Este enfoque, siendo habitual (y también altamente útil), parecía que aquí no encajaba. A pesar de que como terapeuta siempre pensé que la recuperación ideal es aquella que integra la enfermedad como una etapa, y le da sentido, ésta es la fase final. Una vez derrotado, o al menos muy debilitado el enemigo. Influencia de Victor Frankl, y de aquel famoso discurso de Steve Jobs en Stanford, supongo. De todo se aprende. Conseguir esa integración amable no es algo a lo que siempre se llega ni tampoco algo imprescindible para la recuperación. No por incapacidad, a veces por convicción. Dar las gracias y perdonar a algo que te ha dañado y dañado tanto, no es fácil. Y es lícito, desde luego. No hace falta salir del país para ver cómo mantenemos viejos odios de guerras pasadas que muchos ni vivimos.

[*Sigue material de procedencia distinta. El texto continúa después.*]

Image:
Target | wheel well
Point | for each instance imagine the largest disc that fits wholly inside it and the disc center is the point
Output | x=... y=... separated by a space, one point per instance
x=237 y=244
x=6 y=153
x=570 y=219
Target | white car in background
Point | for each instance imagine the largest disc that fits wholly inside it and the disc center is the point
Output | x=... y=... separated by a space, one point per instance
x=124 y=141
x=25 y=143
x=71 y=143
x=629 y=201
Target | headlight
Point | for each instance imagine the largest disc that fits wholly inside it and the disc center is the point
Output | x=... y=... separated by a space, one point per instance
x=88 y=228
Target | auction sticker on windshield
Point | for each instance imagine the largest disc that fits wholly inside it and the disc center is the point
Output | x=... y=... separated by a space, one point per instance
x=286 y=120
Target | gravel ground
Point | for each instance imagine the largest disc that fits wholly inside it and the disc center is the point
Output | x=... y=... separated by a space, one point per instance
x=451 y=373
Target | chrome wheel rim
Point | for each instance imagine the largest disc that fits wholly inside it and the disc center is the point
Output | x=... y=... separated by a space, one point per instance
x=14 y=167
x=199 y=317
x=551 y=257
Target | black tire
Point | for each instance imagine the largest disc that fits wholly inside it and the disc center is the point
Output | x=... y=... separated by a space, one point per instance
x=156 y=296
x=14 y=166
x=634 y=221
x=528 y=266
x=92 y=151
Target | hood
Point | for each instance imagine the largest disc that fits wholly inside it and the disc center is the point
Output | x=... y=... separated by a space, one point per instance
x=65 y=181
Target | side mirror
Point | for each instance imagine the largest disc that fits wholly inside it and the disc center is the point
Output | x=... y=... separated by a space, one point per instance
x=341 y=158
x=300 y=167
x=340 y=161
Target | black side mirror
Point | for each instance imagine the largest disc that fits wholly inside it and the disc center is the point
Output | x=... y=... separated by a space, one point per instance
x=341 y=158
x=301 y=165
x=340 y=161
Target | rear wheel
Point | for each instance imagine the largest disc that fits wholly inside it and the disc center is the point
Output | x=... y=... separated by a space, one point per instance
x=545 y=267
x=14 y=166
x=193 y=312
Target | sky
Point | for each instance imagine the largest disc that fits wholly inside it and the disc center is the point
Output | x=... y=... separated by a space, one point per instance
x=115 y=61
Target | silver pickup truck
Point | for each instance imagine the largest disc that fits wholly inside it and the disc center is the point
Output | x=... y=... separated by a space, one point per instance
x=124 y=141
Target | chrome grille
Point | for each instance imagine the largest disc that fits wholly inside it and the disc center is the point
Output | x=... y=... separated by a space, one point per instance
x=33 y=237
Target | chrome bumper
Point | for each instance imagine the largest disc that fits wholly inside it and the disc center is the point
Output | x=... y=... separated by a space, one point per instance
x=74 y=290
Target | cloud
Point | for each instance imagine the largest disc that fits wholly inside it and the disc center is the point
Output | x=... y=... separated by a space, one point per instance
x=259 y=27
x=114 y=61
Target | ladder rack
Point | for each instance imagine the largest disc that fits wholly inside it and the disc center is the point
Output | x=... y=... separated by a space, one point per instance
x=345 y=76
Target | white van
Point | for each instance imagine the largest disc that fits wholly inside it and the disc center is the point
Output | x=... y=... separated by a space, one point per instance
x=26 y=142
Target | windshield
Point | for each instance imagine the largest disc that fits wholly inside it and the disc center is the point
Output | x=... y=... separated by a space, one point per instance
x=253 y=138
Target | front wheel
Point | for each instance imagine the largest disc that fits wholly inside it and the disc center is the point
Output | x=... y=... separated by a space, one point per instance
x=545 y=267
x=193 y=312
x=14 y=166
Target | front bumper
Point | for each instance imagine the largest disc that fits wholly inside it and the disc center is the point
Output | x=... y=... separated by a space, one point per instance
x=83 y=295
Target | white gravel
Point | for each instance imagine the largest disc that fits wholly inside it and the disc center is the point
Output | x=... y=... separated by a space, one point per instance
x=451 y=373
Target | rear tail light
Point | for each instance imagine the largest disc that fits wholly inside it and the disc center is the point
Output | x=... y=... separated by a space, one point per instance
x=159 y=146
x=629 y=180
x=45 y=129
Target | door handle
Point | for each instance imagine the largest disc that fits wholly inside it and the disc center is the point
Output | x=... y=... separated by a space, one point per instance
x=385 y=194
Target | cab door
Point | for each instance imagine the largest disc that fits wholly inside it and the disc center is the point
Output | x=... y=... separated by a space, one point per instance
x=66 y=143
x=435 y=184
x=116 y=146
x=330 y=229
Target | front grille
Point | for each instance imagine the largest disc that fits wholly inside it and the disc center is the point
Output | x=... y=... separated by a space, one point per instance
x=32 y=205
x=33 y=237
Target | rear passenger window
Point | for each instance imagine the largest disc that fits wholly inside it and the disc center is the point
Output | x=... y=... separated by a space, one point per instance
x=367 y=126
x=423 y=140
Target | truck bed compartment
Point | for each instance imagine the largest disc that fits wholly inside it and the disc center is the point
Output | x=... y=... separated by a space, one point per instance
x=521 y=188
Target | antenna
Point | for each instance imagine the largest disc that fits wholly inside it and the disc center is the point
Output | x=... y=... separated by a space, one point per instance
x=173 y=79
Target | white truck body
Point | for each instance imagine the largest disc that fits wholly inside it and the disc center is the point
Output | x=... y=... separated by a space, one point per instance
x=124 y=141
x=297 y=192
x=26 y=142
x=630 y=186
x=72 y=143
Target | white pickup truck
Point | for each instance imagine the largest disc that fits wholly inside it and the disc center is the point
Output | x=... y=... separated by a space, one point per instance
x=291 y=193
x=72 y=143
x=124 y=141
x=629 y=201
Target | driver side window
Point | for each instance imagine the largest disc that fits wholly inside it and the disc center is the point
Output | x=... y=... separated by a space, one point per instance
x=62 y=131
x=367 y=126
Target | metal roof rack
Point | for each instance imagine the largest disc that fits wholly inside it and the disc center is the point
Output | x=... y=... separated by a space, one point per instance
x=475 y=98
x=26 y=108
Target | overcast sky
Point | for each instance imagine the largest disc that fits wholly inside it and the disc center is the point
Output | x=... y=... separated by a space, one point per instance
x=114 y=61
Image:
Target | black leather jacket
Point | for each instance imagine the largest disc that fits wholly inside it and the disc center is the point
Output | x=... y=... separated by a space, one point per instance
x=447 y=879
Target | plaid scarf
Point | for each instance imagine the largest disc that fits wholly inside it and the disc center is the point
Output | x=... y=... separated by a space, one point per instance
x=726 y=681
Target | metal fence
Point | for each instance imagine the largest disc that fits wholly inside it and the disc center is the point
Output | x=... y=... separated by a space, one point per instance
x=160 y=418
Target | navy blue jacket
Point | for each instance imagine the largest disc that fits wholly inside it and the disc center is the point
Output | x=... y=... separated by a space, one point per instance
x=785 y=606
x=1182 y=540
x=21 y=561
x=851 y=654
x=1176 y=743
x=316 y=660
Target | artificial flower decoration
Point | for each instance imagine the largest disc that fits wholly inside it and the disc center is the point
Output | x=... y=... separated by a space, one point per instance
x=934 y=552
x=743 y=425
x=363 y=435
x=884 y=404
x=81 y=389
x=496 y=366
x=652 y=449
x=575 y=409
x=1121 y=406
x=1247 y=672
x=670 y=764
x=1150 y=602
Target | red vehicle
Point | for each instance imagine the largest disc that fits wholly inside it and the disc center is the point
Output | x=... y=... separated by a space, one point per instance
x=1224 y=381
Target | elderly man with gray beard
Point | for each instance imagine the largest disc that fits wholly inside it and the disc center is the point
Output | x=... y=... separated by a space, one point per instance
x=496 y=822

A lo largo de esa sesión reflexionamos juntos sobre si era imprescindible el odio o el rechazo para despedirse o cerrar una etapa, y no fue complicado caer en la cuenta de que no es así. Poníamos el ejemplo de esos juguetes de infancia que en algún momento fueron importantísimos y centrales en nuestra vida, y con los que poco a poco, sin saber bien cómo, nos fuimos relacionando de otra manera y distanciando. No hay odio ahí. Hay evolución y cambio. Hay incluso nostalgia y cariño, pero no ganas de volver. Intentar de adulto volver a jugar con ese juguete no va a ser nunca lo mismo. Trasladando la misma reflexión a otra paciente, una mujer en torno a los 50 años con más de 30 años de convivencia con la enfermedad, podía conectar perfectamente con la posición de la joven. Ella ponía el ejemplo de una relación que tuvo con un chico en la que, a pesar de haber un amor apasionado e intenso, la relación dejó de aportar lo necesario para construir un futuro con esa persona. Hablaba también de una despedida amable y cariñosa. Sin rabia, rencor, ni remordimientos propios ni ajenos.
Aquellos alumnos que han tenido ocasión de sufrirme como docente en algún curso o módulo sobre estos trastornos, me habrán oído hablar, entre fotos de cabras majoreras, de que los terapeutas de TCA tenemos que ser flexibles (porque la enfermedad es rígida), estar especializados (porque la enfermedad es compleja) y adaptarnos todo lo que podamos al caso concreto (porque cada persona tiene su propia realidad e historia). Estas han sido unas de esas sesiones que te enseñan cosas que no están en los libros ni en los manuales. Cosas que se aprenden poniendo atención a la historia de la persona que tenemos delante. Cosas que quizá intuyes, pero no cristalizas. Incluso, como en este caso, que piensas que encajan mejor en otras fases del proceso.
Hay veces que el amor por sí solo no basta. Desde luego. Esto en ningún caso será generalizable, pero nos puede invitar a reflexionar. Quizá en algunos casos desde el amor también se puede uno despedir de la enfermedad y dejarla atrás. Como esos juguetes maravillosos de infancia. Al final el niño que fuimos también contribuyó en el adulto en el que nos convertimos, aunque este último tendrá siempre mas capacidad de elección.